The Brute Force Computing Revolution

Autodesk has announced that it is selling design simulation software that works online, via Amazon’s AWS cloud service. This continues the company’s move into a lower-paying, hopefully higher-volume, world of mobile devices and cloud computing.

Carl Bass, the chief executive of AutodeskDavid Paul Morris/Bloomberg News Carl Bass, the chief executive of Autodesk.

Just as important, it is another sign that the cost of computing has fallen so far that it makes more sense to be wasteful with server power, and harvest the results, than it is to plan everything carefully. It is a triumph of brute force and messes over carefully planned design.

“Simulation is the ability to understand something before you build it,” says Carl Bass, the chief executive of Autodesk. “If it doesn’t cost much to do it, why not do 10,000, even 100,000 different simulations of anything, rather than build a model, judge it and keep going back to the drawing board?”

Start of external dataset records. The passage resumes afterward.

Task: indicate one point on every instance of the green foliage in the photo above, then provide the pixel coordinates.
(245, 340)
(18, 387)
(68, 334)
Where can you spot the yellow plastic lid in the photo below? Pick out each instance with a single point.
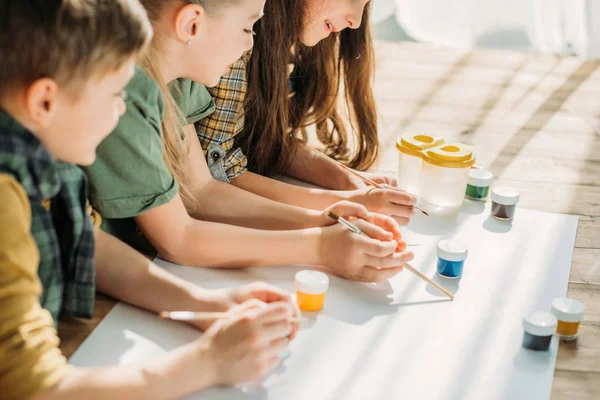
(414, 143)
(451, 155)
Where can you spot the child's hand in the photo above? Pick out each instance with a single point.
(387, 200)
(246, 348)
(230, 298)
(354, 182)
(372, 257)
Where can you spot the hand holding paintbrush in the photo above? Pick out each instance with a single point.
(374, 184)
(409, 267)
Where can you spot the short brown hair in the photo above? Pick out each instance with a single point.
(67, 40)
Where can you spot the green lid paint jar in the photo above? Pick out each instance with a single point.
(478, 184)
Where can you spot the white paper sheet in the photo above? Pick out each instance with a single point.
(400, 339)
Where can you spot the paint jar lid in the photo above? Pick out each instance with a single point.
(414, 143)
(505, 195)
(452, 155)
(567, 310)
(540, 323)
(452, 250)
(311, 282)
(480, 177)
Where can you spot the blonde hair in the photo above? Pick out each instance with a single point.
(175, 150)
(68, 40)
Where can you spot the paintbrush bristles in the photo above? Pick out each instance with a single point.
(333, 215)
(373, 183)
(426, 279)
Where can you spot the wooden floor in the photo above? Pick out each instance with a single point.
(535, 121)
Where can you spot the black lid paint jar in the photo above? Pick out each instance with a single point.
(504, 202)
(478, 184)
(539, 328)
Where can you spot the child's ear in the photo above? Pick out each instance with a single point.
(41, 101)
(187, 22)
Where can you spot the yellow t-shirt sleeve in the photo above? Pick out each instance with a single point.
(31, 360)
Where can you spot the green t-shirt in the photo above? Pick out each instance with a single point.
(130, 176)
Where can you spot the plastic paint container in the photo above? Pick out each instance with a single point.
(445, 174)
(504, 203)
(539, 328)
(410, 159)
(311, 287)
(478, 184)
(451, 258)
(569, 314)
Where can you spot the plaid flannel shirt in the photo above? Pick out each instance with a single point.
(61, 224)
(217, 131)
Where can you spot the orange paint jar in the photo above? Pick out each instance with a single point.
(569, 313)
(311, 287)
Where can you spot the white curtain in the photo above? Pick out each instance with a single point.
(554, 26)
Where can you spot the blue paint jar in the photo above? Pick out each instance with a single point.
(451, 258)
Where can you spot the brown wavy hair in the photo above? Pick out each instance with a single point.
(276, 123)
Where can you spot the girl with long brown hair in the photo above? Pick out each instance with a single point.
(263, 111)
(143, 196)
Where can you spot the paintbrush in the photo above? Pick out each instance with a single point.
(199, 316)
(409, 267)
(373, 183)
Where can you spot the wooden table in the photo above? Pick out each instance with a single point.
(533, 120)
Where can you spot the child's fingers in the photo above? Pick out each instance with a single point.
(349, 209)
(391, 261)
(372, 230)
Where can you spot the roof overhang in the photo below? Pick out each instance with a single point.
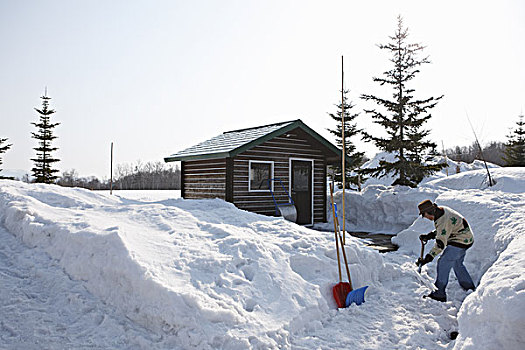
(333, 158)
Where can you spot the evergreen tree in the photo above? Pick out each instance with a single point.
(43, 172)
(404, 115)
(351, 130)
(515, 146)
(3, 148)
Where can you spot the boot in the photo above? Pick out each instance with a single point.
(436, 297)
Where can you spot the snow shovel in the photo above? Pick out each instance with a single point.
(286, 210)
(343, 292)
(422, 252)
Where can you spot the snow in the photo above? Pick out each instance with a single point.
(146, 270)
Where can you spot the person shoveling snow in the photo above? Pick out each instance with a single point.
(453, 237)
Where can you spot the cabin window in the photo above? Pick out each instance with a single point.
(260, 173)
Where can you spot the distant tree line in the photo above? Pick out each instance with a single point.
(400, 113)
(493, 153)
(403, 117)
(139, 176)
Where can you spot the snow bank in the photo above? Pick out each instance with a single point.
(202, 273)
(379, 208)
(452, 168)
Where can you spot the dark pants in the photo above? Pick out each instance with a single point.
(452, 258)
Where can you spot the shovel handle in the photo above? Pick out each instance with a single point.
(421, 255)
(336, 230)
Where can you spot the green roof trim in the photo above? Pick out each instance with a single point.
(232, 143)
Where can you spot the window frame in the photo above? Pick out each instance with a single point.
(250, 162)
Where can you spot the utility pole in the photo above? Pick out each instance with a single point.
(111, 172)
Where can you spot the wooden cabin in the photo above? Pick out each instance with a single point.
(238, 166)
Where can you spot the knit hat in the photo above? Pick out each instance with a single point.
(426, 206)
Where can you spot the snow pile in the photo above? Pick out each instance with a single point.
(379, 208)
(201, 274)
(452, 168)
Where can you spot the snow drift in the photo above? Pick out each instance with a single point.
(203, 274)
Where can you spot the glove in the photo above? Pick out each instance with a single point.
(428, 258)
(427, 237)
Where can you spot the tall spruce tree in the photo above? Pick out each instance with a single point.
(3, 148)
(515, 145)
(351, 130)
(43, 171)
(403, 116)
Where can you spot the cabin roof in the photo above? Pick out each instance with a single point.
(231, 143)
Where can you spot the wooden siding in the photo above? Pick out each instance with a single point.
(279, 150)
(204, 179)
(227, 178)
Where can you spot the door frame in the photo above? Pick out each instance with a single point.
(313, 176)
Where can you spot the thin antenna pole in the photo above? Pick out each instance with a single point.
(344, 146)
(111, 172)
(480, 152)
(445, 155)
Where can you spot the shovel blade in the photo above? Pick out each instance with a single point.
(288, 212)
(356, 296)
(340, 291)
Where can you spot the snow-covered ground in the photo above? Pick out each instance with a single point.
(83, 269)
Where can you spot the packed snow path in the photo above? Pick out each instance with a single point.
(204, 275)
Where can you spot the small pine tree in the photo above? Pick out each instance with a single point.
(43, 172)
(3, 148)
(351, 130)
(404, 116)
(515, 146)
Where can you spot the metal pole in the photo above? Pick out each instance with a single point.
(111, 172)
(343, 138)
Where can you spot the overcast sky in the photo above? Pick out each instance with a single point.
(155, 77)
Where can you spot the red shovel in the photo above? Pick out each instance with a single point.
(341, 289)
(344, 293)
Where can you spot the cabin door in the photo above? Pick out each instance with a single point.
(301, 189)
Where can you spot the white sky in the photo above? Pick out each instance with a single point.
(157, 77)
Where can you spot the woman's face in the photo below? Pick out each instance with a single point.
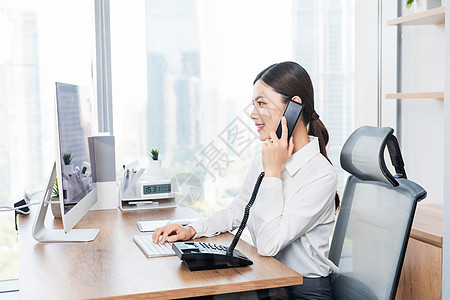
(268, 109)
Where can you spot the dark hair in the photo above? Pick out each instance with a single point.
(289, 79)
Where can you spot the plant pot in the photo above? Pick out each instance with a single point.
(423, 5)
(155, 170)
(56, 208)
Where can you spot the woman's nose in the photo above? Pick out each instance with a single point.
(254, 113)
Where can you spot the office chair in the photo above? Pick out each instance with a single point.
(374, 222)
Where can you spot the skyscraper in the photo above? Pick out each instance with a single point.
(323, 44)
(173, 78)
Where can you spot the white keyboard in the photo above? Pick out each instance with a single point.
(150, 249)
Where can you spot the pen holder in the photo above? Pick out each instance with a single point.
(128, 189)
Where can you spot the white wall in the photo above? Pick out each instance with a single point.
(446, 242)
(366, 62)
(425, 126)
(423, 70)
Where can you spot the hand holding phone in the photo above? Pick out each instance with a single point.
(291, 113)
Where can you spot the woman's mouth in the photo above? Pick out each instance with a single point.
(260, 127)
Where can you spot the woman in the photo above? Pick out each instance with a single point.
(293, 215)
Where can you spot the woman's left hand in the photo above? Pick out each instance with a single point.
(276, 152)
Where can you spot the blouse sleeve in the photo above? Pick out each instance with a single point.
(230, 217)
(281, 221)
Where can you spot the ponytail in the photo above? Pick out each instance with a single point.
(318, 129)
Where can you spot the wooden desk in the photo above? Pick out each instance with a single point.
(421, 276)
(113, 266)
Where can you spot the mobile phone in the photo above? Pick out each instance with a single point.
(292, 113)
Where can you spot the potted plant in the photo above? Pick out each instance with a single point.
(67, 159)
(423, 5)
(155, 170)
(56, 208)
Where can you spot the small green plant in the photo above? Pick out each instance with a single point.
(153, 154)
(408, 3)
(55, 190)
(67, 158)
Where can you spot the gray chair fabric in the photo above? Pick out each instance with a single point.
(374, 222)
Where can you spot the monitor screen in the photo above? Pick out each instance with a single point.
(75, 125)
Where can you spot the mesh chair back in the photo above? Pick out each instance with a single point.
(375, 218)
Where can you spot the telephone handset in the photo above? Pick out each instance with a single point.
(292, 113)
(205, 256)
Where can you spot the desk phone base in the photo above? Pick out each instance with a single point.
(205, 256)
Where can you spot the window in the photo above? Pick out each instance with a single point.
(41, 43)
(182, 76)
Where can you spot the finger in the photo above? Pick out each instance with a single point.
(155, 236)
(291, 146)
(166, 233)
(175, 237)
(284, 130)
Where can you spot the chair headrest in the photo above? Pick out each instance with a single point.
(363, 155)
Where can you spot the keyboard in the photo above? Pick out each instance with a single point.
(144, 242)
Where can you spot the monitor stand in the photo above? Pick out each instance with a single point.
(43, 234)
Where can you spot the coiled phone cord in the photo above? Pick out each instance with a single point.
(246, 214)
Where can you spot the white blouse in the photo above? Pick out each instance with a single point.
(292, 218)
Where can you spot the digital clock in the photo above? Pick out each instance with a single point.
(155, 188)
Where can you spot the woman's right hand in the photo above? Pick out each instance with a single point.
(173, 232)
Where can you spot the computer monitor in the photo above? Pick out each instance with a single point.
(77, 191)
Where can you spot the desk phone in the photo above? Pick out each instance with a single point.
(205, 256)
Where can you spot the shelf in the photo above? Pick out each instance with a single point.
(432, 95)
(429, 17)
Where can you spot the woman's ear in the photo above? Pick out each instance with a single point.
(297, 99)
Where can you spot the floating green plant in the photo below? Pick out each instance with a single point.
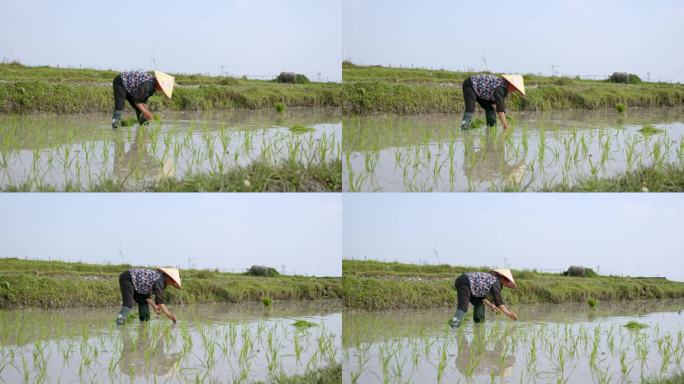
(477, 123)
(303, 324)
(592, 302)
(300, 129)
(648, 130)
(635, 325)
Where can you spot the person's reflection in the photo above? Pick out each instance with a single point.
(146, 355)
(475, 359)
(133, 162)
(487, 163)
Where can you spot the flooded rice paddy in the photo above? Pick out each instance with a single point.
(431, 153)
(563, 343)
(82, 151)
(210, 343)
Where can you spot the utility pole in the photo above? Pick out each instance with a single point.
(436, 254)
(121, 251)
(554, 70)
(484, 62)
(190, 259)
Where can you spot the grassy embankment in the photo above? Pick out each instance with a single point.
(328, 375)
(374, 285)
(25, 89)
(255, 177)
(670, 178)
(56, 284)
(376, 89)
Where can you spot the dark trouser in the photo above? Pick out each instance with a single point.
(129, 295)
(121, 96)
(464, 297)
(470, 97)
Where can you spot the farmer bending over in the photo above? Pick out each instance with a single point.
(136, 88)
(139, 284)
(474, 287)
(489, 91)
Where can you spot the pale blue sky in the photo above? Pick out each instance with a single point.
(630, 234)
(301, 231)
(579, 37)
(250, 37)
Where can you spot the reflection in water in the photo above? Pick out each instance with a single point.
(476, 357)
(213, 343)
(134, 160)
(488, 162)
(146, 355)
(430, 153)
(40, 152)
(550, 343)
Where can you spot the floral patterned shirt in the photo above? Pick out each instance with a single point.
(484, 283)
(491, 88)
(148, 282)
(140, 85)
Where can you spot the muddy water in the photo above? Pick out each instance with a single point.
(43, 151)
(209, 343)
(549, 343)
(431, 153)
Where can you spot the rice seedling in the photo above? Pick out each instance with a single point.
(635, 325)
(145, 158)
(546, 350)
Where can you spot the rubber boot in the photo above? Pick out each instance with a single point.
(479, 313)
(458, 318)
(143, 312)
(123, 315)
(491, 117)
(116, 119)
(467, 118)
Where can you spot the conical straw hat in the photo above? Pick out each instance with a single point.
(172, 273)
(165, 82)
(505, 273)
(516, 81)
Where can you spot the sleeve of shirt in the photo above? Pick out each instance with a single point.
(496, 293)
(158, 289)
(500, 99)
(144, 91)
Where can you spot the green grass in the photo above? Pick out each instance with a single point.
(328, 375)
(376, 89)
(44, 89)
(648, 130)
(635, 325)
(303, 324)
(256, 177)
(300, 129)
(676, 379)
(56, 284)
(669, 178)
(374, 285)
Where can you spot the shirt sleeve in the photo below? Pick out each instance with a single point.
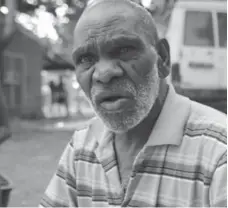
(61, 191)
(218, 188)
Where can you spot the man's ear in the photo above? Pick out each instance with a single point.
(163, 63)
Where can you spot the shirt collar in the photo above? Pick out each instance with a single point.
(168, 129)
(170, 125)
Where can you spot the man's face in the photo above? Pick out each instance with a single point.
(116, 66)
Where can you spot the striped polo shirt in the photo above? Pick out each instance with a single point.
(183, 163)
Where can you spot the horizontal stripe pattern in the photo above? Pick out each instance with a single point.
(190, 174)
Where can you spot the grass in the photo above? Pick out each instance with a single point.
(29, 159)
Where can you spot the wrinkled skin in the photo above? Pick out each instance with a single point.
(114, 53)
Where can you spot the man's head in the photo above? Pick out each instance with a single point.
(116, 59)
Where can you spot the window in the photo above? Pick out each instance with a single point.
(222, 29)
(198, 29)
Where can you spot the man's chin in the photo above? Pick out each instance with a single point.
(118, 121)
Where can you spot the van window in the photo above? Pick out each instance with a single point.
(198, 29)
(222, 28)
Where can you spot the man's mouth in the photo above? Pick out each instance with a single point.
(113, 102)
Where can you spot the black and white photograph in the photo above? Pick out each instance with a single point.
(113, 103)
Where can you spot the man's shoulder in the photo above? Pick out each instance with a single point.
(205, 133)
(87, 133)
(208, 123)
(206, 115)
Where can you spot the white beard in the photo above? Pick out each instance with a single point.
(145, 96)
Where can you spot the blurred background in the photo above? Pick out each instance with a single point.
(43, 98)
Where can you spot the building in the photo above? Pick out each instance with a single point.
(23, 62)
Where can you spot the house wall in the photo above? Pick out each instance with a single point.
(32, 54)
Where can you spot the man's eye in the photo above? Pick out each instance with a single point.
(126, 49)
(86, 59)
(122, 51)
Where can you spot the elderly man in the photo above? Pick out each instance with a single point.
(148, 146)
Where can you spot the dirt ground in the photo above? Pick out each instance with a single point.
(29, 159)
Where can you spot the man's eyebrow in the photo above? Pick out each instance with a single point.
(82, 50)
(123, 39)
(108, 42)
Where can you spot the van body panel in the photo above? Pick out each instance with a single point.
(193, 34)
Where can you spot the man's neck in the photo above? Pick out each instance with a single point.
(139, 135)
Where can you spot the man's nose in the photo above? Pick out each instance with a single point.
(106, 70)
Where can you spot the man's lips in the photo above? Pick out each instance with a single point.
(113, 101)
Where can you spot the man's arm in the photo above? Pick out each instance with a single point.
(218, 188)
(61, 190)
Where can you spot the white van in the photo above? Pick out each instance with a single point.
(197, 34)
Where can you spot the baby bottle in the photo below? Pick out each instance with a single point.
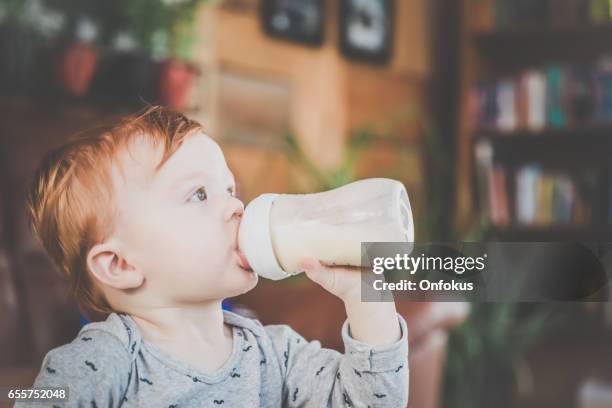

The idea is to try thousands of different conditions, like temperature, humidity, tensile strength or shape, in just a few seconds. Most of the outcomes will be lousy, a couple of them will probably affirm what a designer thought to begin with, and a few might deliver surprising insights no one had considered. The hope, Mr. Bass said, is that “we give an engineer a greater capacity to understand their product, before they make a million of them.”

The brute force computing model is changing a lot of fields, with more to follow. It makes sense, in a world where more data is available than ever before, and even more is coming online, from a connected, sensor-laden world where data storage and server computing cycles cost almost nothing. In a sense, it is becoming a modification of the old “theorize-model-test-conclude” scientific method. Now the condition is to create and collect a lot of data, look for patterns amid the trash, and try to exploit the best ones.

Brute force computing is behind Google’s successful language translation. By comparing thousands of Web pages in different languages to find patterns, in one year Google was able to discern and refine translation better than linguistic theorists had been able to do with their fancy programs for years. There is brute force in genetics research, too; machines plow though the data looking for novel patterns, which researchers then examine to see if they hold valuable insights.

“As a trained mathematician who is supposed to think about finding one elegant answer, it’s kind of offensive, but brute force works,” Mr. Bass says. “Once you start thinking about the process a little differently, it allows the engineer and the designer to do more interesting work.”

Like many of Autodesk’s cloud-based products, the revenue per customer is low, relative to what the company makes on its older packaged software. Still, the simulation product costs anywhere from $3,600 to $10,000 for a year of use, with higher prices buying more functionality and computing power. That is better than its forays into consumer-type design, like a recent $60 million purchase of Socialcam, a company without visible revenue.

As Autodesk is spending a lot to run its cloud, margins at first may be lower than what the company is used to. Mr. Bass says Autodesk is spending “three-quarters of its resources on the future, compared with 5 percent to 10 percent normally.” That has got to hurt, in a company that just missed its revenue expectations, taking the stock down more than 10 percent.

He also says he has no choice, and thinks competitors like Dassault and Siemens will in a few years be blindsided by cloud computing’s impact on industrial design.

“This is a classic disruptive technology,” he said. “They’ll see it, they’ll understand it, they’ll dismiss it as a toy, and they won’t be able to do anything about it when it takes over.”

Correction: September 11, 2012
The new Autodesk service runs on AWS, not the company's own data center servers.